If garbage collection always sacrifice performance in multi-threaded languages, then how do some languages approch this problem?

Question

Mark-and-Sweep garbage collection need to work over the graph of all objects in the process, and would stall threads to make the operation safe with regard to threads. I can think of no way to work around this and make it efficient.

But how are some system/application-programming languages solving it? The specific question I'm asking is, how do (the reference implementation, or if the details're not available, the secondary open-source implementation), Microsoft C#, Sun/Oracle Java, and Apple Swift, these 3 languages approach the problem?

There are various garbage collection algorithms (such as the train algorithm) that are more suited to minmizing stalls. — Chris Dodd, Commented Feb 7 at 2:53
This is a very broad question without a single answer. Probably the most important optimisation is generational garbage collection. Beyond that, the overhead of tracing may be less than you think, because it is amortised and may enable more efficient (time-efficient and cache-efficient) allocation strategies than piecemeal allocation. If you are interested in gc implementation I recommend reading the gc handbook. — Moonchild, Commented Feb 7 at 9:24
"I want to know how the specific 3 languages I've enumerated approach the problem" – They don't. They leave it up to the implementation. None of the three specific languages you mentioned require garbage collection, and none of them even mention it in their specifications. It is perfectly legal to implement either Java or C# without GC. — Jörg W Mittag, Commented Feb 7 at 13:00
@JörgWMittag Reminds me of the original Lisp Machine garbage collector: Reboot every day or so. The OS was probably unstable enough that it took care of that for you automatically. — Barmar, Commented Feb 7 at 21:05
@JörgWMittag I hate to be contradictory but I think you'll find that every version of the C# specification mentions garbage collection literally on page one of the spec. The spec does not require any specific garbage collection regime in a conforming implementation. But C# was specifically designed for runtimes that have GCs. — Eric Lippert, Commented Feb 8 at 1:05

dan04 · Accepted Answer · 2024-02-08 01:32:59Z

Technically speaking, garbage collection is a feature of the runtime environment, not the language. As for specifics:

The Microsoft Common Language Runtime (CLR) and Java Virtual Machine both divide their heaps into “generations”, based on the idea that most objects will be small and short-lived, and can be allocated and collected independently of long-lived objects. This removes the need “to work over the graph of all objects in the process”, since most of the time only the most recent generation will be collected.
Swift is different, basic its memory management around automatic reference counting.
CPython uses a hybrid approach, relying mainly on reference counting, but with an additional garbage collector to detect the cyclic garbage that reference counting does not.

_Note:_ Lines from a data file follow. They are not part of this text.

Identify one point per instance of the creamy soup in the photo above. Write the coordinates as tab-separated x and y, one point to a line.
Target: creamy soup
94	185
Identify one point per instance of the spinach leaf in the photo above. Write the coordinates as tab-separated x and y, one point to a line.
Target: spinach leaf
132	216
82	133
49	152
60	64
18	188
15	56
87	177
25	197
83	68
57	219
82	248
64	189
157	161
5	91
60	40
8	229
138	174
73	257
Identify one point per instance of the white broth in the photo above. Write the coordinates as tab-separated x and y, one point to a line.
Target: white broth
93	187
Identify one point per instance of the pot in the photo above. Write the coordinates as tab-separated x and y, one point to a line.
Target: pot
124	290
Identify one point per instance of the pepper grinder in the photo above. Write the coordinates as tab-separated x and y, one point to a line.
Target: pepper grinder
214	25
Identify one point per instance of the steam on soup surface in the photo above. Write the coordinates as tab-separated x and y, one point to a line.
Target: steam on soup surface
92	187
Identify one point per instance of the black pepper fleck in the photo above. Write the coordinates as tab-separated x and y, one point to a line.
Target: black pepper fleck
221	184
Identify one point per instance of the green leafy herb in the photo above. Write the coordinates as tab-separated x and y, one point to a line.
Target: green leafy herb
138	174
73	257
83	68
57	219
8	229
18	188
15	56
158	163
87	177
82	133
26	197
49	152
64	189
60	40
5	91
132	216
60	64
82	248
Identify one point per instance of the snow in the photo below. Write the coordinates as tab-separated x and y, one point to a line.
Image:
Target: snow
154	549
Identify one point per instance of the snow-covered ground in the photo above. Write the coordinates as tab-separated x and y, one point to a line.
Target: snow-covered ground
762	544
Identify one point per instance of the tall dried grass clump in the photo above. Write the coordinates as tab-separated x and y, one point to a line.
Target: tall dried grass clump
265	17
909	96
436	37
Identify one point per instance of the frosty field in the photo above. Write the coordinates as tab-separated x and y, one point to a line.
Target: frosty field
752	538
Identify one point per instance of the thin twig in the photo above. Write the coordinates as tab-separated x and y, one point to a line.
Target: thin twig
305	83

Mark-and-Sweep garbage collection...would stall threads to make the operation safe with regard to threads.

This is a common problem. Some runtimes let you choose different GC algorithms, or fine-tune parameters like the heap size or number of GC threads, but ultimately, programmers of GC-ed languages have just learned to live with the occasional GC pauses.

One popular optimization (if you can call it that) is the null garbage collector. That is, if your program never actually allocates more memory than your computer has, then its legal to simply never collect the garbage, and just leave it to the OS to free the process's memory when it exits.

Appreciations for mentioning CPython, it's such good a thinking out of the box. — DannyNiu, Commented Feb 8 at 3:23
The null collector is particularly useful in conjunction with process-based concurrency. A trick we used at FB in previous instances of the Hack compiler was to farm program analysis of some subset of files out to as many processes as the physical hardware had processors. Since each process (we hope) did only a relatively small amount of work, we simply turned the GC off for those processes and let the OS deal with it. — Eric Lippert, Commented Feb 8 at 4:22
(Not all analysis tasks were amenable to this partitioning scheme and some compiler processes did start running out of memory as the codebase grew. Preventing that looming disaster was a whole other story. :) ) — Eric Lippert, Commented Feb 8 at 4:24
One amusing use of the null garbage collector was in a guided missile, which was simply designed to explode before it ran out of memory. — dan04, Commented Feb 8 at 16:50

Eric Lippert · Accepted Answer · 2024-02-08 04:32:50Z

Mark-and-Sweep garbage collection need to work over the graph of all objects in the process.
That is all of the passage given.